Doch bevor ein eigenes Album aufgenommen wurde ging es erst mal auf eine bizarre kleine Tour: Man spielte als Backgroundband für die Labelkollegen und Freunde Air. Das wäre ja weiter nichts besonderes, würde man nicht ausschließlich in britischen Fernsehshows auftreten.

Es folgen die Aufnahmen zum Debütalbum. Zwei Monate verbringen die Franzosen im Studio. Und dort sind sie nicht allein. Unterstützung kommt ausgerechnet von Thomas Bangaltar (Daft Punk, Keyboard auf "Embuscade") und Philippe Zdar (Cassius, mixte einen Großteil des Albums).

Kritiker preisen das Album "United" in den Himmel und die erste kleine Clubtour durch Deutschland Ende 2000 ist bereits mehr als gut besucht. Und das zu Recht, Live erinnert Sänger Thomas Mars von Attitüde und Aussehen her ein wenig an Pulps Jarvis Cocker und hat doch seinen ganz eigenen Charme.
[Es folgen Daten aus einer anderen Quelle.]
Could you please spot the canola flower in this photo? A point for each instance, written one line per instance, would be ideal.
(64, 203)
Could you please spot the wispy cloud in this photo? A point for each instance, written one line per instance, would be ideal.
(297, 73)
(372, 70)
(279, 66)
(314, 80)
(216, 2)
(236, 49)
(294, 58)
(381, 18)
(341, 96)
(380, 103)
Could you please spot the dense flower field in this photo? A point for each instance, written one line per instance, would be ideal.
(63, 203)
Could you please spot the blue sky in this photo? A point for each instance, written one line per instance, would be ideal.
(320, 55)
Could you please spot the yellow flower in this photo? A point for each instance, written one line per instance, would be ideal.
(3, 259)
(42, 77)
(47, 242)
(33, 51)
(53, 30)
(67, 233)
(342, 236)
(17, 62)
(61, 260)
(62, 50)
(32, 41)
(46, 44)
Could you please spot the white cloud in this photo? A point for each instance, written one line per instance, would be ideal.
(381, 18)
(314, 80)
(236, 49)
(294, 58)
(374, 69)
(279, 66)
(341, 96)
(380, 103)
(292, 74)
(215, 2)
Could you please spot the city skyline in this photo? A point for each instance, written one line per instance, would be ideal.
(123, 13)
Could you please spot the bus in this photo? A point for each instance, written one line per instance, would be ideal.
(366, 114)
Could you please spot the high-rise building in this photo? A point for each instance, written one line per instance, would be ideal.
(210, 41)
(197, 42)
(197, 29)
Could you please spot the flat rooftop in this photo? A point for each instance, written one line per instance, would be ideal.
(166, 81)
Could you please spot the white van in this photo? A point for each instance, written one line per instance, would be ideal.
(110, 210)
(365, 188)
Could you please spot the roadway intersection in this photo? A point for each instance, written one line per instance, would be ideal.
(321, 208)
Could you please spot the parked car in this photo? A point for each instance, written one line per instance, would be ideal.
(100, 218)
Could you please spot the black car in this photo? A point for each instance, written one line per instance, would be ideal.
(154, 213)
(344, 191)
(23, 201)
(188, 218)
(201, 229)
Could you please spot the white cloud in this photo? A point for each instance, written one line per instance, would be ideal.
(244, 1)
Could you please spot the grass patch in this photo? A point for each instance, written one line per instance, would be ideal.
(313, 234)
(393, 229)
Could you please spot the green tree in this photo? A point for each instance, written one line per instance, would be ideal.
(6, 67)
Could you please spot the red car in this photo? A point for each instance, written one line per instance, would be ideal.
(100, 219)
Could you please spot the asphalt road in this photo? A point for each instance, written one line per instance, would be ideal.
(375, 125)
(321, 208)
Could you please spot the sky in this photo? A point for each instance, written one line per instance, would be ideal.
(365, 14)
Die Band bringt das Publikum zum Mitwippen und weil ihnen das nicht genug ist, schmollen sie auf der Bühne so lange, bis der Laden rockt.

Abgehoben sind sie trotz allen Zuspruchs jedoch kein bisschen: Sie wohnen immer noch zusammen mit einigen Freunden in einer WG in Paris. "Wir teilen uns da sogar die Plattensammlung." So soll's sein, denn "in the end we just want to make good music" - und das ist, was wir hören wollen.
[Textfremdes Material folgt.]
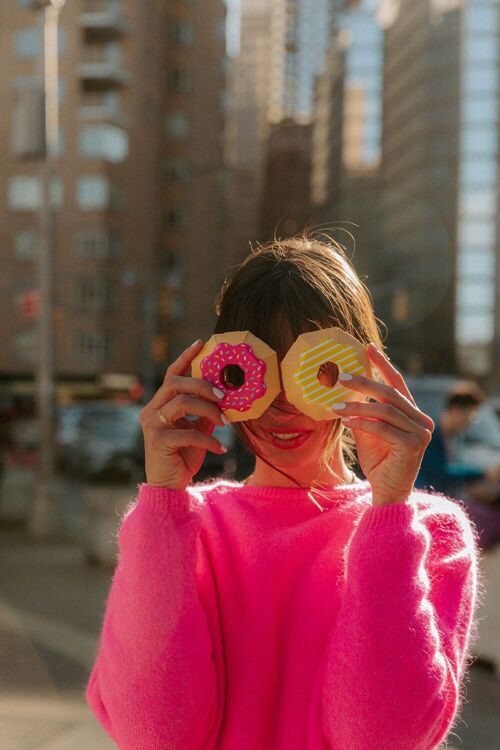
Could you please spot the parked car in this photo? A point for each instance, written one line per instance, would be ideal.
(69, 417)
(479, 444)
(109, 445)
(495, 400)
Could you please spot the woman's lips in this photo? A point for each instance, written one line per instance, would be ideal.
(287, 439)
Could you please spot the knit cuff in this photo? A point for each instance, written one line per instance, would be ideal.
(391, 516)
(164, 501)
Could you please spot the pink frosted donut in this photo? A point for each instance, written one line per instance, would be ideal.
(239, 398)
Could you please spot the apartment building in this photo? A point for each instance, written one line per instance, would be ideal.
(136, 190)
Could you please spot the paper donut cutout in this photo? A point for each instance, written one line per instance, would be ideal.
(258, 363)
(303, 361)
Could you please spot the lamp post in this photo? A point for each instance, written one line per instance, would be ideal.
(43, 521)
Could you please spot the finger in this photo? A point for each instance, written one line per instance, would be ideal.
(391, 375)
(194, 439)
(384, 431)
(385, 412)
(184, 404)
(182, 363)
(175, 384)
(388, 394)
Rund vier Jahre nach Erscheinen ihres vielgelobten Debütalbums erscheint der Zweitling "Alphabetical". Statt "Too Young" heißt der Single-Hit nun "Everything Is Everything", das Album fällt insgesamt aber ruhiger aus. Unprätentiös und bescheiden sind die klar strukturierten Popsongs allerdings nach wie vor. Von der gut besuchten Tour, die die Band durch 15 Länder auf fünf Kontinenten führt, erscheint der rockende Livemitschnitt "Live! Thirty Days Ago".
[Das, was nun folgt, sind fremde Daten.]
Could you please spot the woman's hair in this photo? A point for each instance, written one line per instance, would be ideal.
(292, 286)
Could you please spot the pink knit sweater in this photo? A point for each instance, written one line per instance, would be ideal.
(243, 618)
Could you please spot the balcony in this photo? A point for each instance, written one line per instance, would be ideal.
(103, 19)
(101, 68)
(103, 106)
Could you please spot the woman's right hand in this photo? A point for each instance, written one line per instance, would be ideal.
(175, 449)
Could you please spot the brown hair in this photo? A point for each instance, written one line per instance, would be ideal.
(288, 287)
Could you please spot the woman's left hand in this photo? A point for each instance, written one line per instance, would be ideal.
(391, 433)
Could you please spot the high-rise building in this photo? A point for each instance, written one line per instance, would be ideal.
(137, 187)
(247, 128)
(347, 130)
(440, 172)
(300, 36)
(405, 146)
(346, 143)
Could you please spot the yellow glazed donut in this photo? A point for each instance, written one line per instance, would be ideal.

Danach müssen Phoenix-Fans zum Glück nicht erneut vier Jahre auf neues Songmaterial warten. 18 Monate nach "Alphabetical" steht der Nachfolger in den Startlöchern, den die Franzosen in den Ost-Berliner Planet Roc-Studios einspielten. "It's Never Been Like That" erscheint am 12. Mai 2006.